A Dalgliesh no le sorprendió que el pueblo ya supiera que la puerta del laboratorio no había sido forzada. Seguramente, algún miembro del personal, con la excusa de telefonear a casa para avisar que no iría a comer, y deseoso de ser el primero en difundir las emocionantes noticias, se había mostrado menos que discreto. Pero carecía de sentido tratar de identificar al culpable. Según su experiencia, en una comunidad rural las noticias se extendían por una especie de osmosis verbal, y muy atrevido tenía que ser el hombre que quisiera controlar o impedir esta misteriosa difusión. La señora Swaffield, como cualquier esposa de párroco digna de este nombre, había sido una de las primeras en enterarse. Dalgliesh comentó:

—Es una lástima que la señorita Foley y su tío no parezcan llevarse bien. Si el señor Lorrimer quisiera irse a vivir temporalmente con ella, eso al menos resolvería su problema más inmediato. Tengo entendido que ella estaba aquí con una amiga cuando ha llegado usted por la mañana, ¿no es cierto?

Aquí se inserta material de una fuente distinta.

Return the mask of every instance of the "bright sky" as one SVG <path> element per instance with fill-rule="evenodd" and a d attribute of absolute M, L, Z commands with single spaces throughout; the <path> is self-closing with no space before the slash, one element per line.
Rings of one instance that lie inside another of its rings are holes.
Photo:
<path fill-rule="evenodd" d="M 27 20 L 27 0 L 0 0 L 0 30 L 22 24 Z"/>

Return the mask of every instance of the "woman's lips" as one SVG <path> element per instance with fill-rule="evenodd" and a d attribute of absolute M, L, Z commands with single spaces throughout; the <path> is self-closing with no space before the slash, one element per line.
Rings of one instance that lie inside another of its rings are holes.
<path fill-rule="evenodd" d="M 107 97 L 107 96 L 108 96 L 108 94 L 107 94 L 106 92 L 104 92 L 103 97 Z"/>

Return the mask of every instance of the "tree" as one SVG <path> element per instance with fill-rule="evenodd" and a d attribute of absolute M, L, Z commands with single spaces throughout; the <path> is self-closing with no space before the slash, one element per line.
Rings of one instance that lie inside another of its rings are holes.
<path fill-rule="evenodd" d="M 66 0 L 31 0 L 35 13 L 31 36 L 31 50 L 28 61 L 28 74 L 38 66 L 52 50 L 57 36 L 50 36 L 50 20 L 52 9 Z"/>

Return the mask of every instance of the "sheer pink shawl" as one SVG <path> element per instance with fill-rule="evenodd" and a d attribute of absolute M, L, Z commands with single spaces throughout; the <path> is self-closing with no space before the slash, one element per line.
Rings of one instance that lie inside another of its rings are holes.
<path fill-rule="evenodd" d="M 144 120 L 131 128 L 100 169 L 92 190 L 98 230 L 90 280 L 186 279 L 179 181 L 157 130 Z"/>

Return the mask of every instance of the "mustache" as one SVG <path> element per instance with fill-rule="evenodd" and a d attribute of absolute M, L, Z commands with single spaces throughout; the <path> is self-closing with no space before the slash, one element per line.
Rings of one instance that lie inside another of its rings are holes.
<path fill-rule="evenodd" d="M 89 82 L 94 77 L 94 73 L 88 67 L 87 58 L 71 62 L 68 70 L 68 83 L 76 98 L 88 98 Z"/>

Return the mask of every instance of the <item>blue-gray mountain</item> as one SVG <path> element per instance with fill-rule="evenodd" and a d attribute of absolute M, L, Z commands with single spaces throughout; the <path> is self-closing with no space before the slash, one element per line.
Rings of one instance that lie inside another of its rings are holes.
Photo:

—Sí, las dos. El doctor Howarth vino con Ángela para dar la noticia, lo que me parece muy atento por su parte, y luego la dejó aquí cuando regresó al laboratorio. No quería faltar mucho tiempo de allí, por supuesto. Creo que Ángela telefoneó a su amiga, y ésta vino enseguida. Luego llegó el agente y, al cabo de un ratito, vine yo. Estando yo aquí, no hacía falta que se quedaran Ángela y la señorita Mawson, y el doctor Howarth deseaba que todo el mundo estuviera en el laboratorio para cuando usted llegara.

—¿Y no hay otros parientes o amigos íntimos, que usted sepa?

—Creo que no. Llevaban una vida muy recogida. El anciano señor Lorrimer no viene a la iglesia ni participa en los asuntos del pueblo, de modo que Simón y yo no hemos llegado a conocerle bien. Ya sé que mucha gente espera que el párroco vaya por ahí llamando a las puertas y sacando a la gente a rastras, pero Simón no cree que eso haga ningún bien, y debo decir que estoy de acuerdo con él. El doctor Lorrimer, naturalmente, iba a St. Mary, en Guy’s Marsh. Quizás el padre Gregory pueda decirle algo de él, aunque no creo que desempeñara un papel muy activo en la vida eclesiástica. Solía recoger a la señorita Willard de la Vieja Rectoría y la llevaba en su coche. Tal vez valga la pena tener unas palabras con ella, pero me parece improbable que tuvieran mucho trato. Me da la impresión de que la acompañaba a la iglesia porque se lo sugirió el padre Gregory, más que por una inclinación personal. Es una mujer extraña, diría yo, y no me parece muy apta para cuidar de unos niños. Pero aquí baja por fin el que ustedes han venido a ver.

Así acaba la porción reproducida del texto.